I hugged and thanked him for his service to our country. He told me, 'I came home from Afghanistan a dayearlier than planned and wasbummed that no family mem-bers were here to meet me. You've made me feel so muchbetter.' My mood had lifted, too."
— Theresa Lacey, Fairhope, AL
"I used to get the most extraordinary scalp massages at my hair salon. This guy's fingers were magical! They eased my tensions from head to toe. I was going through a relationship breakup and the death of a parent, and I found his touch extremely consoling. I'd feel comforted for days just thinking of it."
— Julia Chance, Baltimore
"Sometimes, after my husband's gone to bed, I sit at my computer, relishing the solitude as I do my work. But the moment I crawl into bed and slide into the crook of my husband's arm, the aloneness falls away.
His gently warming body tethers me, keeps me feeling together and safe and understood — without the slightest awareness on his part."

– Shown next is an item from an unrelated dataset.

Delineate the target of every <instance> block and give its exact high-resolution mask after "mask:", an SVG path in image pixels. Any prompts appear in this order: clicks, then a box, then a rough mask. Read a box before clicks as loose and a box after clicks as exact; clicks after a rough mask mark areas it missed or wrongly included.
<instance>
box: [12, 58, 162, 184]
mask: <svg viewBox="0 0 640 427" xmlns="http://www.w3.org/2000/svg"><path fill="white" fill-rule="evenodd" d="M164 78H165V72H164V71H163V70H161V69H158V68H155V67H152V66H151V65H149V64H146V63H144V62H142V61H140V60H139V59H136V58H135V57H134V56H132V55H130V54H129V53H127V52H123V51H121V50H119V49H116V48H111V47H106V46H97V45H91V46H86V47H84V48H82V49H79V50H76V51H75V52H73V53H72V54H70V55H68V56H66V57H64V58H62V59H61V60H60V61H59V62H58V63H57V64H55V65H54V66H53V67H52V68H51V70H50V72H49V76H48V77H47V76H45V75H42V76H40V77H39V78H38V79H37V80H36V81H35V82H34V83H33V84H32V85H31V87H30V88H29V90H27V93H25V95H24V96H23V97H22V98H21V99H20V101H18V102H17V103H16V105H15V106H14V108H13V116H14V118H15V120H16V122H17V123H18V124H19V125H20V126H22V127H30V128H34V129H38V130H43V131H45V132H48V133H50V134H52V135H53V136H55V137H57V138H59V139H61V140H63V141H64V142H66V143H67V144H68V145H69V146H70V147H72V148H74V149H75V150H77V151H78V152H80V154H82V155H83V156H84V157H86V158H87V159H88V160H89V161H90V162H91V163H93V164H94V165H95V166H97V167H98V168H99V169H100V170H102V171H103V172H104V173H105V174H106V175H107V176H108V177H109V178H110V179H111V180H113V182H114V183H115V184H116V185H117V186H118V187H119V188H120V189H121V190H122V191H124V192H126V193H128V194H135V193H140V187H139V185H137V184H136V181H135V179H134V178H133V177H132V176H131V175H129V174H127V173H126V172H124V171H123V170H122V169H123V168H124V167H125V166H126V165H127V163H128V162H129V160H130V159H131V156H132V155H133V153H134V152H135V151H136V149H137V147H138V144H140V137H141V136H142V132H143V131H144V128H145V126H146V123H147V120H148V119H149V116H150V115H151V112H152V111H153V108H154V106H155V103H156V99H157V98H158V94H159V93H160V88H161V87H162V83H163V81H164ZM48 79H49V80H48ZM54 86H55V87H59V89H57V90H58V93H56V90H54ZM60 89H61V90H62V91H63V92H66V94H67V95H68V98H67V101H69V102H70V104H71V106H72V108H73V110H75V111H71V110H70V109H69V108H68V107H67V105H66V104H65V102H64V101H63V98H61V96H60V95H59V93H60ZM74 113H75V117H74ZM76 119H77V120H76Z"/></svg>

— Tanya Simon, Dobbs Ferry, NY
"Once, when I was single, I was at church and our minister said, 'Now, when you share the peace, if you feel comfortable, really reach out and hug somebody. There are people sitting in this church who have not been touched all week.' And I was 27, looking at all the elderly people and thinking, Oh, poor, lonely old people. Then I realized that he was talking about me — no one had so much as shaken my hand all week."
— Veronica Chambers, Hoboken, NJ
"I was an Army brat, and we moved so often that making friends was hard, so I cherished the visits from my great-grandmother. Her hands were wonderful — tanned, gnarled, and arthritic. She loved working in the garden and kneading dough. She'd rub my back and hum oftly until I fell asleep."
— Michele Frazier, San Marcos, TX
"My newborn daughter refused to sleep. At 4:19 A.M., after I'd been up with her all night, my lips began to quiver, my eyes began to sting, and I didn't know what to do.
Then she rested her head on my chest, close enough to hear my heart. Close enough for me to smell her little head. That small shift, that touch, was enough to remind me that I could do this."